Stanford’s Ellie Cole; Photo Courtesy: Peter H. Bick

Ellie Cole, the Stanford freshman who set an NCAA Championships record on platform, was a Paris Olympian representing Australia. Sophie Verzyl of the South Carolina, who won her first NCAA title on 3-meter, has dived internationally for the U.S. on the World Cup circuit. All three know a thing or two about the world’s diving competition structures.

Cole and Verzyl both cited the World Cup schema of shorter dive rounds as similar to what the NCAA was using, though the World Aquatics system is a head-to-head rather than an eight-diver round.

Cole also cited prelims, with 50 or more divers participating, as providing a long time between dives that was similar to the wait during the diving swimming break.

“It’s a little bit different with head-to-head and everything else, but it’s again, three dives and then a break, and then you do your two dives afterwards,” Cole said. “And also the prelim, we had quite some time in between our dives, and so honestly, it was just like a longer wait. It didn’t really bother me.”

Verzyl, while not wanting to attribute any her troubles in the competition to the new format, did notice a different dynamic from the rest.

“I think it’s interesting,” she said. “I don’t necessarily think it’s bad or good. It’s another challenge that everyone else is dealing with in the room, so it’s not like you’re on your own having to overcome that. I did feel like it kind of put a stop to my flow, my competition flow. I fell like once you get to three rounds, OK, you’re in a rhythm now. And it kind of put an abrupt stop to that I felt was uncomfortable, but again, everyone’s dealing with it.”

In the less subjective realm, all three diving finals had substantial movement in round-to-round placement. The 1-meter was a thriller, Pellacani taking the lead in the fourth round – i.e., the first round of the second finals tranche – then holding off a sensational dive from Verzyl in the final dive of the night to win by 0.25 points. Texas’ Bayleigh Cranford leapt four spots from seventh to third in the final round.

On 3-meter, Verzyl led after three rounds, Minnesota’s Elna Widerstrom took the lead after four with Verzyl sliding to third, then Desharne Bent-Ashmeil of Tennessee led after five rounds before Verzyl won it in the sixth.

Might the new format have had something to do with the volatility? Verzyl thinks so. But if the reason for the movement is that divers are falling out of their rhythm, maybe that’s not ideal.

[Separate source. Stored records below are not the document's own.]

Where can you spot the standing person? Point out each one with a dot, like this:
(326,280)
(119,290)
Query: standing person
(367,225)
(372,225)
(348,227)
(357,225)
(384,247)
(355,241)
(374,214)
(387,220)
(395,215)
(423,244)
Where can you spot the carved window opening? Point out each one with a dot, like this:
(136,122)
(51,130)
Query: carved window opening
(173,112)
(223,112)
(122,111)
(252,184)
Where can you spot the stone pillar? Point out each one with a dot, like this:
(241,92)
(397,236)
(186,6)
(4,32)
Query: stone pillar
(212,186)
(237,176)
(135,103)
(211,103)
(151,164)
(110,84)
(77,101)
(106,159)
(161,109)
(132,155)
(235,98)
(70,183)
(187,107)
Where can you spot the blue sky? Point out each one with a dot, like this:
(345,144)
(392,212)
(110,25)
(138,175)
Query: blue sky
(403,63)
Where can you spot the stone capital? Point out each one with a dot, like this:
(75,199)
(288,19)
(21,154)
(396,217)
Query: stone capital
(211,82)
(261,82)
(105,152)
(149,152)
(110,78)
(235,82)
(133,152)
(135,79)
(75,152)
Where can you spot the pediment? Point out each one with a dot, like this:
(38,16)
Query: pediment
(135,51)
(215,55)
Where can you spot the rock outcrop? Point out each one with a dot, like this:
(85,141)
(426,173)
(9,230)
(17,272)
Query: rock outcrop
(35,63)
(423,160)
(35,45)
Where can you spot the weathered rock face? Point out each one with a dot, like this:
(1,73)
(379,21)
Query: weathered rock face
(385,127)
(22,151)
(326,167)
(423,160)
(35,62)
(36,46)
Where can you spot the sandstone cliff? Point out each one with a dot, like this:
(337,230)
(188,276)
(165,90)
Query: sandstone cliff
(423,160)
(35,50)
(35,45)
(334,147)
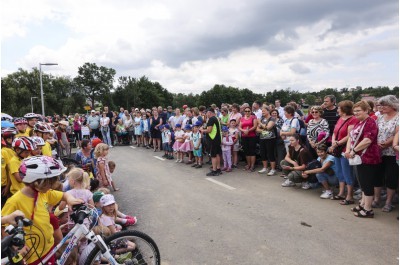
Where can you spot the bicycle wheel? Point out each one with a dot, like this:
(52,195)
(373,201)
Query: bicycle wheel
(145,252)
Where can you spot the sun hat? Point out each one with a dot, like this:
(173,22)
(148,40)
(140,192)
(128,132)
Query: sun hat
(106,200)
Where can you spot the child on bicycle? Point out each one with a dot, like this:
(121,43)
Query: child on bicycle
(39,173)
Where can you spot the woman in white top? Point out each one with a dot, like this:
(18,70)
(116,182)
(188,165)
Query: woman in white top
(105,129)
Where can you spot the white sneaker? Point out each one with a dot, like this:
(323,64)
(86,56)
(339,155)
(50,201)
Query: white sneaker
(306,186)
(262,171)
(326,195)
(288,183)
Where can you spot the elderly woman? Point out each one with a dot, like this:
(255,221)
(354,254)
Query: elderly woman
(363,141)
(340,136)
(247,127)
(267,134)
(317,129)
(388,125)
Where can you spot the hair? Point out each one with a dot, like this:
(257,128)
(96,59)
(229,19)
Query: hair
(390,101)
(102,230)
(332,98)
(363,105)
(80,176)
(85,143)
(318,108)
(104,190)
(73,255)
(98,151)
(111,164)
(322,147)
(346,106)
(289,110)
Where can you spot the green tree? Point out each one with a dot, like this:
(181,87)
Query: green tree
(96,82)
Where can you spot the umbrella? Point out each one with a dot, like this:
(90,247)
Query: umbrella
(5,116)
(7,124)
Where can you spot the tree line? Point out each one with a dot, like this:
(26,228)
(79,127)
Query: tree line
(94,86)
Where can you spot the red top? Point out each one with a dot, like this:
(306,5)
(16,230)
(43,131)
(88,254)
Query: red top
(372,155)
(248,123)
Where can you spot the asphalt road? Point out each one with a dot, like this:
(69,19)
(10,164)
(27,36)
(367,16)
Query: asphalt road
(244,218)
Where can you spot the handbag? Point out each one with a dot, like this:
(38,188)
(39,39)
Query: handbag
(337,151)
(356,160)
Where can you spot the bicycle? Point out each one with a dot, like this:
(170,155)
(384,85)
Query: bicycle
(145,252)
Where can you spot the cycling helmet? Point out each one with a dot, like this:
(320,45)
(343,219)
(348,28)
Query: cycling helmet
(41,127)
(20,121)
(31,116)
(25,143)
(40,167)
(8,132)
(38,140)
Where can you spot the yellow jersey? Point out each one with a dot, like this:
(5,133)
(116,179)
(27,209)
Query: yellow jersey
(40,235)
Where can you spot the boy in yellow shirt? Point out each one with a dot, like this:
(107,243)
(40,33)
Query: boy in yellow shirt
(39,173)
(23,147)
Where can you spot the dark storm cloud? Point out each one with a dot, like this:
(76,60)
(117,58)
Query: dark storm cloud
(257,24)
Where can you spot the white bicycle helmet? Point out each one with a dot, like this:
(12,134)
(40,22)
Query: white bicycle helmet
(31,116)
(40,167)
(38,140)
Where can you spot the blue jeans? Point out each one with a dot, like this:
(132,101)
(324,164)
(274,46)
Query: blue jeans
(106,135)
(332,180)
(344,171)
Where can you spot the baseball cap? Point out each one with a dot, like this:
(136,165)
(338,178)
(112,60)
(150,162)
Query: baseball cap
(106,200)
(97,196)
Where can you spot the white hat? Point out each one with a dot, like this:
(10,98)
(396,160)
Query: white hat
(106,200)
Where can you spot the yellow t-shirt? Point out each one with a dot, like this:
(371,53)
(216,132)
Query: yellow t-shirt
(40,235)
(14,168)
(46,149)
(26,133)
(6,155)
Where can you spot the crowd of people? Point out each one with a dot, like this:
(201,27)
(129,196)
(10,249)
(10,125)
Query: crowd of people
(351,146)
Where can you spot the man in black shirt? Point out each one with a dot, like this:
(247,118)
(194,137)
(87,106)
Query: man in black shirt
(330,112)
(214,138)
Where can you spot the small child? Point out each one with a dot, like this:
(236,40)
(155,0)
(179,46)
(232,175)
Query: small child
(178,142)
(226,147)
(234,132)
(167,139)
(186,147)
(111,166)
(197,146)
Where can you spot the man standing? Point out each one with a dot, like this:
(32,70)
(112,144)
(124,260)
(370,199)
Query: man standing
(330,112)
(280,109)
(94,124)
(213,132)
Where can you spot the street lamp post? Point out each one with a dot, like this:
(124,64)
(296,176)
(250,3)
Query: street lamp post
(32,102)
(41,83)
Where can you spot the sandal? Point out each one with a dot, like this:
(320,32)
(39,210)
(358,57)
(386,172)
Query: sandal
(357,209)
(387,208)
(364,214)
(346,202)
(338,197)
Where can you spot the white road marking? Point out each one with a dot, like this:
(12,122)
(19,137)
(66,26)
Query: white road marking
(221,184)
(162,159)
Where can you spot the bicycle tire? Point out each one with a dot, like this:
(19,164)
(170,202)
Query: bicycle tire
(150,255)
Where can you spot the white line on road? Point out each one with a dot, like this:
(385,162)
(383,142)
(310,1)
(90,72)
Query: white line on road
(221,184)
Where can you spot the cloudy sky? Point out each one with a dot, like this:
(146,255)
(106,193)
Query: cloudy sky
(188,46)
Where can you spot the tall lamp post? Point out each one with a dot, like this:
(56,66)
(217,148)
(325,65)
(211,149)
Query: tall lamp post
(32,102)
(41,83)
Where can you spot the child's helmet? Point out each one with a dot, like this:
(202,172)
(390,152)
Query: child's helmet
(25,143)
(20,121)
(38,140)
(41,127)
(40,167)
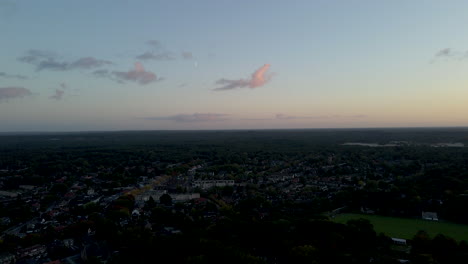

“I do want to say it is partially because of the break,” Verzyl said. “I don’t want to blame any mistakes on a break, because a mistake is one that I made, and the best athletes can overcome that and not let that affect them. But I do feel like it did disrupt at least my flow, so it probably did others. I honestly do feel like it was because of the break.”

All the divers stressed that there’s no advantage at play. The format is what it is. Everyone knows it. Everyone is equally affected. It’s a fair format.

But it is different. And for such a different format to be sprung upon NCAA divers for the first time at the end of the season is a significant change. Verzyl wondered if maybe mimicking the split at Zones qualifying meets as prep might be useful.

“In a final, you’re used to the fast moving pace,” Verzyl said. “There’s eight of us, and so you’re used to going and you get in this flow and this rhythm, whereas the break felt out of place. It was weird. It felt like I was in a prelim again, which prelims and finals have very different energy, and so it kind of did disrupt my finals pro.

“Everyone’s dealing with it, so it’s not like I can be mad at the situation, but I do think that it was a way to learn and figure out how to get yourself back into your flow once you’ve been taken out of it.”